In September 2010, the first phase of the project was one of 31 that were selected to receive Prop. 84 funds. As it did this time, the park district secured the full amount it requested: $802,275. At the time it was the largest grant ever won by the park district.

Since this was the second and final round of monies being awarded through the state’s competitive Prop. 84 grant program, the park district and the city will have to look for other funding options. But for now they can continue moving forward on the project.

Phase 1 included paving two miles of the existing trail along the south side of the Arroyo Simi, from Erringer Road to Sequoia Avenue, and constructing 16 new entrances and interpretive exhibits and signage along the entire 12-mile length of the greenway.

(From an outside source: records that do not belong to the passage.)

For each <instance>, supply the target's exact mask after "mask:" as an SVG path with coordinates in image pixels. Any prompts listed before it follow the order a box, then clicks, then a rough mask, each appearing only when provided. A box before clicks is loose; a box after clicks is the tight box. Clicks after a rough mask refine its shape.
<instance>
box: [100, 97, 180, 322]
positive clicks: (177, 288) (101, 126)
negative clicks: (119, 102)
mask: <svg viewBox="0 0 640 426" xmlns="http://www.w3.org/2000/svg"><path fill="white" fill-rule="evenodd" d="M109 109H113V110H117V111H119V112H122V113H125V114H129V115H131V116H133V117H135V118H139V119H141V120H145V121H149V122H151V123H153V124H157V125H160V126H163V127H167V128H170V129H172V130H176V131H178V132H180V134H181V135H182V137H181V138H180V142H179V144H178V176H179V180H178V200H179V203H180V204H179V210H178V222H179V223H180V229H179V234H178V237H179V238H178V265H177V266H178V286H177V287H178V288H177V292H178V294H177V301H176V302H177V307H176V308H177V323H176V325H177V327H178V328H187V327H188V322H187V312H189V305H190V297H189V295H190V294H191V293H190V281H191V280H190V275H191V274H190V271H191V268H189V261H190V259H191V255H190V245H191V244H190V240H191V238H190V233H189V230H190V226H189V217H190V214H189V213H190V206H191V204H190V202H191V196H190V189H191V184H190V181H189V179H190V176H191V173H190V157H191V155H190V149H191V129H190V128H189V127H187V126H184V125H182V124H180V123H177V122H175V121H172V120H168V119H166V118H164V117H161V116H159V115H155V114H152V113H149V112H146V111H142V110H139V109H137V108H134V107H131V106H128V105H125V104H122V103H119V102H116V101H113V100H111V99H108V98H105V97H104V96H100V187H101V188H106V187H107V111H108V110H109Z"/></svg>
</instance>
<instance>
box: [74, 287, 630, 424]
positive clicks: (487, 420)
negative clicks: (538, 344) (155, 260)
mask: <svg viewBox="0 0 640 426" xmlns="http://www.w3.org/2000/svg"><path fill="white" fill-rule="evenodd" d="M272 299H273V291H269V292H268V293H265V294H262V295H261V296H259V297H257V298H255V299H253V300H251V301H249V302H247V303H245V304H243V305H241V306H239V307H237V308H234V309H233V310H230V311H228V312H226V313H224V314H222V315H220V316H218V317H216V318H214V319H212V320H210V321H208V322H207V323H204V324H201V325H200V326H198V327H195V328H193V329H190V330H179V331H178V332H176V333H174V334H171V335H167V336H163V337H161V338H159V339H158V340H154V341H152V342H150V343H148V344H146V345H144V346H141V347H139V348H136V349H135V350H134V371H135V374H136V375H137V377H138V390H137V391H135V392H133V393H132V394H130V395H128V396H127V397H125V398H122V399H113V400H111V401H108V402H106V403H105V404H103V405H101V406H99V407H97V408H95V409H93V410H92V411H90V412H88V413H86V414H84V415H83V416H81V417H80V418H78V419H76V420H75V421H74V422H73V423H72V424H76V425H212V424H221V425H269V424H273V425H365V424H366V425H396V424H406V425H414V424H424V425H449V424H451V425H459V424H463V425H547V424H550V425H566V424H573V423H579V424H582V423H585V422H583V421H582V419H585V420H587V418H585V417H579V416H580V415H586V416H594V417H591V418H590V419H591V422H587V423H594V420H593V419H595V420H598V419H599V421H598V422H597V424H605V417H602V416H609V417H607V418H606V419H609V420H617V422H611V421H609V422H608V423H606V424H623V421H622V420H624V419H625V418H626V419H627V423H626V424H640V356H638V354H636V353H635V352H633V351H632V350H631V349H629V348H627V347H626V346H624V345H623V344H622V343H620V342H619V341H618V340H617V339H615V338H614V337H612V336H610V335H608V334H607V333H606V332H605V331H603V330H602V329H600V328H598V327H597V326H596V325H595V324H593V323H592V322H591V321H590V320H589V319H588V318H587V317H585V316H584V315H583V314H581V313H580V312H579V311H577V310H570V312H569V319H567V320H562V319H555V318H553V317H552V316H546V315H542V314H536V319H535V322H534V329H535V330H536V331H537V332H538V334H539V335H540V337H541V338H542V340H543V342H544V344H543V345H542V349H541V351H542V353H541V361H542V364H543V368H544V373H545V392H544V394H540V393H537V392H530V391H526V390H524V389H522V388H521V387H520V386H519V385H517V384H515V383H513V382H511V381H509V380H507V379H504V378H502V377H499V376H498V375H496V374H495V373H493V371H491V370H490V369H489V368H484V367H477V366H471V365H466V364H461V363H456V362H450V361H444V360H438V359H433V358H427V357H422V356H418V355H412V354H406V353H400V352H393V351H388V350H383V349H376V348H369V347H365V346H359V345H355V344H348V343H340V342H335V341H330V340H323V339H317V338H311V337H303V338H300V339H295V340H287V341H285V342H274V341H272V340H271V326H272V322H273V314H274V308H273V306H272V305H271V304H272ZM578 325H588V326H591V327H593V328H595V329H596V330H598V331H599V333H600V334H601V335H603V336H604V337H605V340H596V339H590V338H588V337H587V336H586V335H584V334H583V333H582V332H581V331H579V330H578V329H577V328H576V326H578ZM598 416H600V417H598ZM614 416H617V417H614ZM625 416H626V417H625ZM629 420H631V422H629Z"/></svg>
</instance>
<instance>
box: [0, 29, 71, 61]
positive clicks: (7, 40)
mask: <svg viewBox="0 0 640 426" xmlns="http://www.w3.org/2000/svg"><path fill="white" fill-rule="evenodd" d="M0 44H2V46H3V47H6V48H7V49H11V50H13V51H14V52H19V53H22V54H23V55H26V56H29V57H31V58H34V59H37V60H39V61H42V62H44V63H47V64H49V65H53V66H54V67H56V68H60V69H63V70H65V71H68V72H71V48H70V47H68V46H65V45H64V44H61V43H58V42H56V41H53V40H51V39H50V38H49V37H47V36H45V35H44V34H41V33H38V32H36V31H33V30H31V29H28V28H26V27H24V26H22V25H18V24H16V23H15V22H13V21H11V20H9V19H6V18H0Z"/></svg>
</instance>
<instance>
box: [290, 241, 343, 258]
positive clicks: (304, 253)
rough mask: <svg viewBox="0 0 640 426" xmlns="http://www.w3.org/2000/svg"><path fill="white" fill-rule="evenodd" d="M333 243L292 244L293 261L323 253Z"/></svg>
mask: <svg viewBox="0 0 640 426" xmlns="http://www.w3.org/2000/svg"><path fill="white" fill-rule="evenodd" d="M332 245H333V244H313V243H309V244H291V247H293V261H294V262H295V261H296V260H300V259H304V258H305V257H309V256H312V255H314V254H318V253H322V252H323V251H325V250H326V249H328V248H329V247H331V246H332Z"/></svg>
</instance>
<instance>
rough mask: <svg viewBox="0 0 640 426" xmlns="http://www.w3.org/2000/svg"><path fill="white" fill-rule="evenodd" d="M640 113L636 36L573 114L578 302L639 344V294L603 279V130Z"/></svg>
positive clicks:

The city and the park district pledged $100,000 each in matching funds for phase 1, bringing the total for the initial stage to just over $1 million.

The park district will use the recent grant award to fund phase 2 of the greenway project. This time, RSRPD has pledged $167,000 toward phase 2, while the city has pledged $150,000 to install traffic signals at crossings over the Arroyo Simi.

Phase 2 of the project includes constructing 1.67 miles of new paved trail along the south side of the greenway, from Erringer Road to First Street and from Madera Road to Stargaze Place.

“ Once both phase 1 and phase 2 are completed, there will be a continuous trail link along the Arroyo Simi across the complete urban core of Simi Valley,” said Ed Hayduk, assistant general manager for the park district.

In addition, three new easyto access trail entries will be built at the northwest and southwest entrance on Madera Road and at the Stargaze Place trailhead.

New signalized crossings will be installed at three places where the trail intersects with major streets: the west side of the Royal Avenue intersection, the south side of the Sycamore Drive intersection and the south side of the Erringer Road intersection. Directional signs and educational interpretive exhibits will also be installed.